Pensamos que para desarrollar determinadas habilidades debemos disponer de unas condiciones físicas óptimas, pero estamos muy equivocados. ¿Serías capaz de caminar solo por la calle si perdieras la vista? ¿Tendrías fuerzas para practicar algún deporte si un accidente te postrara en una silla de ruedas? ¿Crees que podrías comunicarte con tu entorno si perdieras la audición y el habla? Evidentemente, en un primer momento nadie está preparado para sobrellevar con serenidad una situación de estas características, pero eso no significa que, pasado un tiempo, sea tarea imposible.

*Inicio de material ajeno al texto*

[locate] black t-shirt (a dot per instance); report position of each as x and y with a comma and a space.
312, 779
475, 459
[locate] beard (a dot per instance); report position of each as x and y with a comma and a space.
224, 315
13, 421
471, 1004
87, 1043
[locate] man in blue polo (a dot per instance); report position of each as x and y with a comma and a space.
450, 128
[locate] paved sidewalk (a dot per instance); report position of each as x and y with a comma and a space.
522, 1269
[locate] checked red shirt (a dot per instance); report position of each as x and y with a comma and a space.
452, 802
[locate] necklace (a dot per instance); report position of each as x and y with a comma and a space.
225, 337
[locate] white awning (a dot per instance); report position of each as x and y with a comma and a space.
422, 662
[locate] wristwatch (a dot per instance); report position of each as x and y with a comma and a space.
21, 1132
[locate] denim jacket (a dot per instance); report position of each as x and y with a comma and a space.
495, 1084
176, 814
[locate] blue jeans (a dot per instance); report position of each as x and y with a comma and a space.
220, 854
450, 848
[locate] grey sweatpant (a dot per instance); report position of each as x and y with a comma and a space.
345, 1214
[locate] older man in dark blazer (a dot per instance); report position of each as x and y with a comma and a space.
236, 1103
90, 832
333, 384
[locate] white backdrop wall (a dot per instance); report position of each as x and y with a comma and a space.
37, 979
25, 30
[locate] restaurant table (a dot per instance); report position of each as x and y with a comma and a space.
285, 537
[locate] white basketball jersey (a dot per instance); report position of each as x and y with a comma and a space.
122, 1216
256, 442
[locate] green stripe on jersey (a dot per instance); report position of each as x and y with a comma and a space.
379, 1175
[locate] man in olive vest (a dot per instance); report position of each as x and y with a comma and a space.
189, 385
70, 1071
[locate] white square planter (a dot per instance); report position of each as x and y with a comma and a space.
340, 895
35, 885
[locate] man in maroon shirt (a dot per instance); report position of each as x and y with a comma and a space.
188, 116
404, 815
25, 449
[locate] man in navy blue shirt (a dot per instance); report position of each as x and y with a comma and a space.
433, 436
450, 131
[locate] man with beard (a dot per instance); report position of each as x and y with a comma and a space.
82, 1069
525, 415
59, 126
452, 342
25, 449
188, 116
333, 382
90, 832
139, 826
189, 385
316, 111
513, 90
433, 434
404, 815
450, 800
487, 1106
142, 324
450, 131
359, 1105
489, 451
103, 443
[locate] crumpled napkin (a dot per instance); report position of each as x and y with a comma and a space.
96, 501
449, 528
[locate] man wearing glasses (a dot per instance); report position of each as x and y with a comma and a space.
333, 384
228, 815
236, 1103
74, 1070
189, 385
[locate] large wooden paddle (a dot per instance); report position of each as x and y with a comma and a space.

El mes pasado, Nick, el joven australiano que nació sin extremidades, nos demostró que, a pesar de su problemática, lleva una vida muy normalizada. En el presente artículo es José Antonio Meléndez quien pone de manifiesto lo mencionado anteriormente. Además de tener una voz maravillosa, toca la guitarra con los pies. Resulta asombroso que pueda manejarla con una habilidad tan desarrollada, pero su perseverancia y su confianza en sí mismo le han permitido cumplir su sueño. Además, está casado, tiene dos hijos y ha escrito un libro titulado “No me digas que no puedes”.
El 15 de septiembre de 1987 interpretó “Never be the same” para el Papa Juan Pablo II y, al finalizar, éste le dijo: “Tony, eres un joven verdaderamente muy valiente. Estás dando esperanza a todos nosotros. Mi deseo para ti es que continúes dando esperanza a toda la gente”. Es irrefutable que su ejemplo nos puede ser muy útil para alcanzar nuestras metas y no sucumbir ante la adversidad, pero sólo tú puedes priorizar qué te hace verdaderamente feliz. Nadie lo hará por ti.
PD: Tony tiene la guitarra afinada para facilitarle los acordes, de modo que con un dedo puede hacer un acorde completo. La longitud y la escasa movilidad de los dedos de los pies impiden hacer un acorde con varios dedos a la vez.
¡Gracias, Xavi!

Pienso que en la vida no hay límites cuando se quiere realizar lo que intensamente se desea hacer.Y el ejemplo de este joven es digno de seguir, porque para él no existió ninguna traba física. Es muy especial su empeño y trabajo a pesar de las adversidades que la vida le proporcionó .
Buenas tardes, Enriqueta.
No sabes la ilusión que me hace verte por aquí
Estoy totalmente de acuerdo contigo. Muchas veces nosotros mismos nos ponemos trabas para alcanzar metas cuando, en realidad, con confianza en uno mismo y mucha perseverancia podemos conseguir muchísimas cosas.
No obstante, la adversidad puede hacernos mucho daño hasta el punto de sucumbir y renunciar a lo que queremos, pero pienso que la dificultad es directamente proporcional al grado de satisfacción.